Les rêves de foule suivent les journées trop peuplées, et la lecture bascule selon que tu avançais avec la masse ou y faisais du surplace.
Les rêves de foule arrivent souvent après des journées chargées de monde. La tradition rapporte l'image à ton lien avec les autres pris en masse plutôt qu'avec un individu qui s'y trouve, et toute la lecture bascule selon que tu appartenais à la foule ou que tu y faisais du surplace.

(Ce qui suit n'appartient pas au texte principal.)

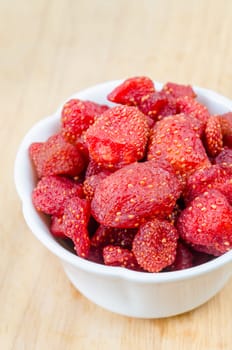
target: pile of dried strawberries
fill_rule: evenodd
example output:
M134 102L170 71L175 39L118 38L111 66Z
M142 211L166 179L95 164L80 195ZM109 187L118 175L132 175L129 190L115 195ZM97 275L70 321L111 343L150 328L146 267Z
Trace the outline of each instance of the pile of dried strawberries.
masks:
M114 107L72 99L29 153L35 208L82 258L137 271L189 268L232 248L232 112L191 86L133 77Z

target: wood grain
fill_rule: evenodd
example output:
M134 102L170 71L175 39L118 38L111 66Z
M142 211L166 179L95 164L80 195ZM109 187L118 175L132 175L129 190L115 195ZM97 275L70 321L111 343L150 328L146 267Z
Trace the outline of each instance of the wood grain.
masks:
M231 349L230 281L163 320L118 316L67 281L26 227L13 183L26 131L70 94L132 75L232 98L230 0L0 1L0 348Z

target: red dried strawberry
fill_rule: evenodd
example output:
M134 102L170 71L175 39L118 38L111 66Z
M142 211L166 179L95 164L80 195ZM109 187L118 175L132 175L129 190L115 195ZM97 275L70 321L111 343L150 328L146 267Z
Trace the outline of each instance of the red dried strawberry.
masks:
M145 114L144 114L145 115ZM153 128L153 126L155 125L155 120L152 119L151 117L149 117L148 115L145 115L146 120L147 120L147 125L149 128Z
M108 108L92 101L69 100L61 113L62 136L67 142L75 144L83 131L87 130L95 118Z
M205 148L209 156L217 156L223 147L222 131L219 120L215 116L210 116L206 122L204 134Z
M223 135L223 144L232 148L232 112L218 116Z
M33 142L29 147L29 156L35 166L37 176L40 178L42 176L41 163L39 161L39 154L43 142Z
M45 214L60 216L65 202L74 196L82 197L80 184L63 176L44 176L32 192L35 208Z
M108 96L108 100L128 106L137 106L141 99L155 92L154 83L150 78L141 76L125 80Z
M168 117L170 115L175 115L178 113L176 98L172 97L169 94L165 94L165 97L166 97L166 104L159 110L158 118L157 118L158 120L161 120L164 117Z
M210 116L205 105L188 96L179 97L177 99L177 110L179 113L190 114L196 119L199 119L203 126L206 125L206 122Z
M215 258L215 256L192 249L193 266L205 264Z
M97 264L104 264L102 249L90 246L89 254L86 259Z
M166 83L162 91L166 94L170 94L174 98L185 96L195 98L197 96L190 85L176 84L171 82Z
M215 163L224 167L232 167L232 149L224 148L215 158Z
M91 203L95 219L111 227L137 227L147 217L169 215L181 193L174 173L155 161L133 163L103 179Z
M90 217L89 202L79 197L66 201L63 215L65 235L72 239L77 255L86 258L90 249L88 221Z
M44 142L35 157L38 177L49 175L76 176L85 167L82 154L67 143L60 134L52 135Z
M184 177L210 164L201 139L183 114L166 117L155 124L148 159L165 159Z
M138 103L138 109L153 120L157 120L160 111L166 106L167 97L160 92L146 95Z
M232 207L221 192L204 192L182 211L177 228L186 242L221 255L232 248Z
M139 227L132 251L144 270L159 272L174 262L177 239L177 230L172 224L152 219Z
M63 223L63 215L51 217L50 232L54 237L65 238L65 227Z
M167 267L167 271L178 271L193 266L193 254L186 244L178 241L174 262Z
M108 245L103 248L103 259L105 265L141 270L132 251L125 248Z
M209 246L206 247L205 245L201 245L201 244L192 244L192 248L194 250L194 252L198 252L198 253L205 253L208 256L220 256L222 255L222 253L215 247Z
M96 248L114 245L131 250L136 232L137 229L133 228L116 228L100 225L91 238L91 245Z
M93 159L89 159L88 166L85 171L85 177L90 177L92 175L97 175L100 172L102 172L104 168L102 168L100 165L98 165Z
M83 183L83 191L85 198L91 201L94 196L96 187L99 182L109 176L111 173L107 170L101 171L99 174L88 176Z
M149 127L136 107L117 106L103 113L86 132L90 157L106 168L142 159Z
M210 189L223 193L232 204L232 169L221 167L218 164L194 172L186 182L185 203L191 202L195 197Z
M87 146L87 144L82 136L76 140L75 147L82 154L85 164L88 164L89 163L89 150L88 150L88 146Z

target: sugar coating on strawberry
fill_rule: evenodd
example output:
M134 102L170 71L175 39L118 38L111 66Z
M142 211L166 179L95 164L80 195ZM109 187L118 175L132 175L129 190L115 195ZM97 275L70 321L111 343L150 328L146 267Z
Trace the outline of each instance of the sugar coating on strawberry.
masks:
M221 255L232 248L232 207L221 192L204 192L181 212L177 229L186 242Z
M232 168L216 164L195 171L186 182L183 193L185 203L210 189L223 193L232 204Z
M204 144L209 156L217 156L223 148L223 137L217 117L210 116L206 122Z
M172 82L167 82L163 86L162 91L165 92L166 94L171 95L174 98L185 97L185 96L188 96L190 98L195 98L197 96L191 85L183 85L183 84L177 84Z
M159 272L176 257L178 233L168 221L152 219L139 227L132 251L138 264L148 272Z
M65 202L74 196L83 196L82 185L64 176L44 176L32 192L32 202L38 211L60 216Z
M147 154L148 159L165 159L184 177L210 164L201 139L184 114L166 117L155 124Z
M114 245L131 250L136 232L137 229L133 228L116 228L100 225L91 238L91 245L96 248Z
M109 107L92 101L71 99L61 112L61 131L66 141L76 143L81 134L93 124L95 118Z
M54 237L66 238L65 227L63 223L63 215L52 215L50 223L50 232Z
M169 215L180 193L177 177L156 161L133 163L100 182L92 215L105 226L133 228L147 217Z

Avancer avec la foule, porté et tranquille, se comprend en général comme l'appartenance, et parfois comme une remarque que l'on se fait à soi-même sur la facilité avec laquelle on suit le mouvement. Ne plus pouvoir bouger, ou être poussé dans une direction que l'on n'a pas choisie, renvoie à des obligations qui ont cessé d'être facultatives. Chercher un visage précis est une version racontée sans arrêt, et elle concerne d'ordinaire le besoin d'une chose particulière dans une situation qui t'offre tout sauf celle-là. Rester à l'écart et regarder passe pour du détachement, que la tradition ne juge ni bon ni mauvais en soi.
Ce que fait la foule compte. Une foule qui t'ignore complètement se rattache souvent au sentiment de ne pas être reconnu. Une foule qui se retourne et te regarde est l'une des images classiques de l'exposition et appartient à la même famille que les rêves où l'on se retrouve sans préparation ou sans vêtements devant tout le monde. Une foule silencieuse est troublante, se raconte étonnamment souvent, et passe pour un public dont le jugement reste illisible.
Les gens diffèrent énormément ici, et cette différence passe devant le symbole. Une personne qui n'est jamais aussi bien que dans un stade plein et une personne qui doit quitter un magasin bondé au bout de dix minutes peuvent faire exactement le même rêve tout en décrivant deux expériences distinctes. La vie récente compte aussi. Les festivals, les transports aux heures de pointe, les manifestations, les mariages et la première semaine de la rentrée produisent des rêves de foule sans qu'aucune interprétation soit nécessaire.